Upon consideration of the circumstances of this case, and bereft of authority to find otherwise, the Court concludes Mr. Pressley did not have a special relationship with the VA as a matter of law. His long-term relationship with the VA as an outpatient and the VA's policy to require suicide prevention training of its employees and contractors notwithstanding, Mr. Pressley's relationship with the VA is not so unusual to warrant finding a duty to prevent Mr. Pressley from harm. Stated another way, Mr. Pressley's outpatient relationship with the VA is no more special than the hospital-outpatient relationship of thousands of veterans. See Ermutlu v. McCorkle, 416 S.E.2d 792, 794-95 (Ga.Ct.App. 1992) (finding no special relationship between a psychiatrist and a voluntary outpatient because of the lack of control over the patient's conduct).
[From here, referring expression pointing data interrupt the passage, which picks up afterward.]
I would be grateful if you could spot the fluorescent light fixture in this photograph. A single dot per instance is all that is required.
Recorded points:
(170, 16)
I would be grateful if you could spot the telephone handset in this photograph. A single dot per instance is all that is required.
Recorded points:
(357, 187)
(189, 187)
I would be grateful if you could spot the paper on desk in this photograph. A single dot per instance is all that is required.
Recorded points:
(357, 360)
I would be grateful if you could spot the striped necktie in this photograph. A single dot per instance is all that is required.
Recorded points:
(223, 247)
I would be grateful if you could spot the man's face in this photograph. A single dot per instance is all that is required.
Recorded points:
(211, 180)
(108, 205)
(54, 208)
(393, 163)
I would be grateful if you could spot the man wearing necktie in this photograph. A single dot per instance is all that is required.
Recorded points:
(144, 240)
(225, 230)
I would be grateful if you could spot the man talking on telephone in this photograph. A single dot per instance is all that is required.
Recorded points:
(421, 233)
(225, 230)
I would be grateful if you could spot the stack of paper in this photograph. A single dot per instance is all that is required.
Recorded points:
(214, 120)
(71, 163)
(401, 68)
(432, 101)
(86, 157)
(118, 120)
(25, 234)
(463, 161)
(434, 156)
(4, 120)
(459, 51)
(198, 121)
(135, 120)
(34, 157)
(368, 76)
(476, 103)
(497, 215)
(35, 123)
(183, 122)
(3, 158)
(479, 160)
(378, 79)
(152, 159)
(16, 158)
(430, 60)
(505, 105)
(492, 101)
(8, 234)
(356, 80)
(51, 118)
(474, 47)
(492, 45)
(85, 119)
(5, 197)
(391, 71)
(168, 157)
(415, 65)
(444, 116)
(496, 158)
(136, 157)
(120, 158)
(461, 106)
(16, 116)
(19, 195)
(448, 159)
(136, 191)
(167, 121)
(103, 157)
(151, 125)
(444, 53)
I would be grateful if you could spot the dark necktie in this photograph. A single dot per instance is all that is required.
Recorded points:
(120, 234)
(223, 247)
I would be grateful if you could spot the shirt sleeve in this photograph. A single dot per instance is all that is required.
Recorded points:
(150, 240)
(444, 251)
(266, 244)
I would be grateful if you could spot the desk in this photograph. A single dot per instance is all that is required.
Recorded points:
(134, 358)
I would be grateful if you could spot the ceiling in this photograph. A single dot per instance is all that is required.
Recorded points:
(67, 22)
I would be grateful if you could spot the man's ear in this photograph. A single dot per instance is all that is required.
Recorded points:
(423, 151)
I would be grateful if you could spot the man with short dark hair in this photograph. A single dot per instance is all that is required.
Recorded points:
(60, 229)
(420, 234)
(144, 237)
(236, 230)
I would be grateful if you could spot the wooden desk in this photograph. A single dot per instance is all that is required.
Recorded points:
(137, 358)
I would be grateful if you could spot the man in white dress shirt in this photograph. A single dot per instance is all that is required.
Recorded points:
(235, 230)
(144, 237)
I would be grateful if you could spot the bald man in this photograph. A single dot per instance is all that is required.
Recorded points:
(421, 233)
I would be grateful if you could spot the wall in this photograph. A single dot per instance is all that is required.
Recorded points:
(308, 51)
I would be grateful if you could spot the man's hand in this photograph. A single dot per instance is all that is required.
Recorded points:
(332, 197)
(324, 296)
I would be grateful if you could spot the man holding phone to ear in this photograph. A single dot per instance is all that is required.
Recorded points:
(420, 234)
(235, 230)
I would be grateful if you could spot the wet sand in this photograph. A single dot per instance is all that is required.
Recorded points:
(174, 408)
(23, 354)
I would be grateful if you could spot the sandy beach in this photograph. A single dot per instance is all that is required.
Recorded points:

This determination obviates the Court's consideration of Defendant Carswell's agency status.
In short, Plaintiff cannot establish a special exception to the suicide rule that would preclude the legal conclusion that Mr. Pressley's suicide was an unforeseeable intervening cause that breaks the causal connection between Defendants' handling of his sister's phone calls and his death. Accordingly, Defendants are entitled to summary judgment on Plaintiff's negligence claims.
Absent a finding of negligence on the part of Defendant Carswell, Defendant BDI cannot be held liable for negligent failure to train.
IV. CONCLUSION
Upon the foregoing, Defendants' motion for summary judgment as to Plaintiff's claims (doc. no. 69) is GRANTED. The Clerk is directed to ENTER FINAL JUDGMENT in favor of Defendants and CLOSE this case. Costs are taxed against Plaintiff., ORDER ENTERED.